Sexta-feira, no debate da AR, Governo e PSD dirimiram múltiplos argumentos tentando exorcizar a paternidade da crise, como se esse facto fosse o mais relevante para o País. Na realidade, não o é. Essa investigação de paternidade poderá ser importante para as estratégias eleitorais dos partidos do chamado “arco do poder”, mas não esclarece a situação em que estamos envolvidos e os custos de mais uma crise [a acrescentar às outras].

A dificílima situação financeira, orçamental e económica do País tem sido sustentada com “balões de oxigénio”, tentando influenciar investidores e acabando sempre ao sabor dos humores dos mercados, perante esfíngicas reticências dos parceiros europeus que, variadas vezes, oscilaram entre sub-reptícios aconselhamentos no sentido da imediata solicitação de ajuda externa e as solenes afirmações de que Portugal será capaz de resolver os problemas sozinho.

O PEC IV seria o próximo balão de oxigénio para garantir o controlo orçamental de modo desafogado [através da flexibilização do Fundo Europeu de Estabilização Financeira], na esperança de melhores dias.
Acabou, à custa de vícios formais, alguma inépcia política e compromissos laterais por fornecer o pretexto necessário para o despoletar da crise …

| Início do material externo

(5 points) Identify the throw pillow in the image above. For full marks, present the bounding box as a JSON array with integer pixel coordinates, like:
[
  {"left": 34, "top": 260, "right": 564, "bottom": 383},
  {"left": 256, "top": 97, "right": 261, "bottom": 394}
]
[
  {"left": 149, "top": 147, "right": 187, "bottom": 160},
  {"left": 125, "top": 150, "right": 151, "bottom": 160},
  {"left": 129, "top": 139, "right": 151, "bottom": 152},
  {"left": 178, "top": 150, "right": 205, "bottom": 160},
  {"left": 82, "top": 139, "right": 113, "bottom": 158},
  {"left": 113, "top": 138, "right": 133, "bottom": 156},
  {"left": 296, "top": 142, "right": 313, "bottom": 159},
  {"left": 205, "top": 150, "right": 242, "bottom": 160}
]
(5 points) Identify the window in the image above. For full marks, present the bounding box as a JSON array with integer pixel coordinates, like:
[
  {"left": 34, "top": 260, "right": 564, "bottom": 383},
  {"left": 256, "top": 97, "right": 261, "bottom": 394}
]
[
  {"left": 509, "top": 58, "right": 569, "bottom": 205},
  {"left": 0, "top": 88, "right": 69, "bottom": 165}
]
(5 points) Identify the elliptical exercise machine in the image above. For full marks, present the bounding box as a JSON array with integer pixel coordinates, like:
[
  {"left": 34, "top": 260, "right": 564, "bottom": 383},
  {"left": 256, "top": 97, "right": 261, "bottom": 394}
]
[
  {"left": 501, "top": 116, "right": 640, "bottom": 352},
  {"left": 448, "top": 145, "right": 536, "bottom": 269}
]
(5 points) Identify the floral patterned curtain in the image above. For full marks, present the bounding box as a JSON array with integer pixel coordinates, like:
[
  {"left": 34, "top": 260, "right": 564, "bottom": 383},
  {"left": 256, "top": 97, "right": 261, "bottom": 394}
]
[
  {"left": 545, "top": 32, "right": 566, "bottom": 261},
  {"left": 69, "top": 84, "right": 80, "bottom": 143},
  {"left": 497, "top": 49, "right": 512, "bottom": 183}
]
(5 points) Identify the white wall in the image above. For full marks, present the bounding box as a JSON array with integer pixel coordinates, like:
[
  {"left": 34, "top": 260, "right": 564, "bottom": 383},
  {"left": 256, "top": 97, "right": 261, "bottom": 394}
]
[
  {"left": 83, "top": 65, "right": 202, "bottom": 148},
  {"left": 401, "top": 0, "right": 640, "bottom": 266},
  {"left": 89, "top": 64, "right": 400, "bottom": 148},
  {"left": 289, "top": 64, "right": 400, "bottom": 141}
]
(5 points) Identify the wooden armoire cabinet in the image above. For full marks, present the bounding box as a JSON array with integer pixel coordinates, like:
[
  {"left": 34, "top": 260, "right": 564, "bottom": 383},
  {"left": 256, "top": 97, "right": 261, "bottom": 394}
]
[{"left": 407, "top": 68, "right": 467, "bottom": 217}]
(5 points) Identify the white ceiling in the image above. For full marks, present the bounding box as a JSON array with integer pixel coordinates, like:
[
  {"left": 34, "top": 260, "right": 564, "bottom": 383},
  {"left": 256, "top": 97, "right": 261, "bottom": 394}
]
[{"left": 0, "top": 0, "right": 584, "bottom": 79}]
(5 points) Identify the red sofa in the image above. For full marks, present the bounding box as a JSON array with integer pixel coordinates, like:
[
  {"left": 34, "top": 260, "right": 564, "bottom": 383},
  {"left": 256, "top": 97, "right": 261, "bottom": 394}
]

A crise política surge, em primeiro lugar, porque não há – sob a governação do PS – outros parceiros políticos para assumirem um programa com a dureza e impopularidade do anunciado PEC IV. No Centro/Direita, o PSD desertou porque achou que era o momento azado e o CDS vive submersos sonhos. Os partidos à Esquerda do PS nunca estiveram neste campeonato. O PS sozinho não chega. O PR – campeão da estabilidade – desencontrou-se com a magistratura activa e adoptou uma nova postura: laissez faire, laissez aller, laissez passer…
Logo, o que há de novo é a “trânsfuga” do PSD e a passividade do PR.

As sucessivas abstenções do PSD já indiciavam isso. O PSD não vai apresentar qualquer alternativa ao PEC na AR, como insistentemente, lhe solicitou o Governo. Guardará essas revelações […se não forem mais do mesmo] para a campanha eleitoral que se avizinha [ou já terá começado] … O PSD pretende chegar ao Governo jogando na mais pura retranca. Hoje mesmo Passos Coelho solicitou que Sócrates apresentasse uma moção de confiança no Parlamento esquivando-se à responsabilidade de colocar na mesa uma moção de censura. Este calculismo bacoco é um mau indício para quem está tão desejoso de protagonismo.

Sejamos directos e frontais: esta é uma crise política há muito anunciada. Subsidiária de outras crises já instaladas: financeiras, económicas e orçamentais. E assediada por uma crescente crispação social. O Governo de José Sócrates, após o discurso de investidura de Cavaco Silva, passou a viver a prazo. Um pretexto formal - que, de facto, existiu - foi o suficiente para desencadear a tempestade. A tentação de assaltar o pote tornou-se irresistível…

Sendo assim, no horizonte político nacional nenhuma alternativa haverá para além de - eleições à porta!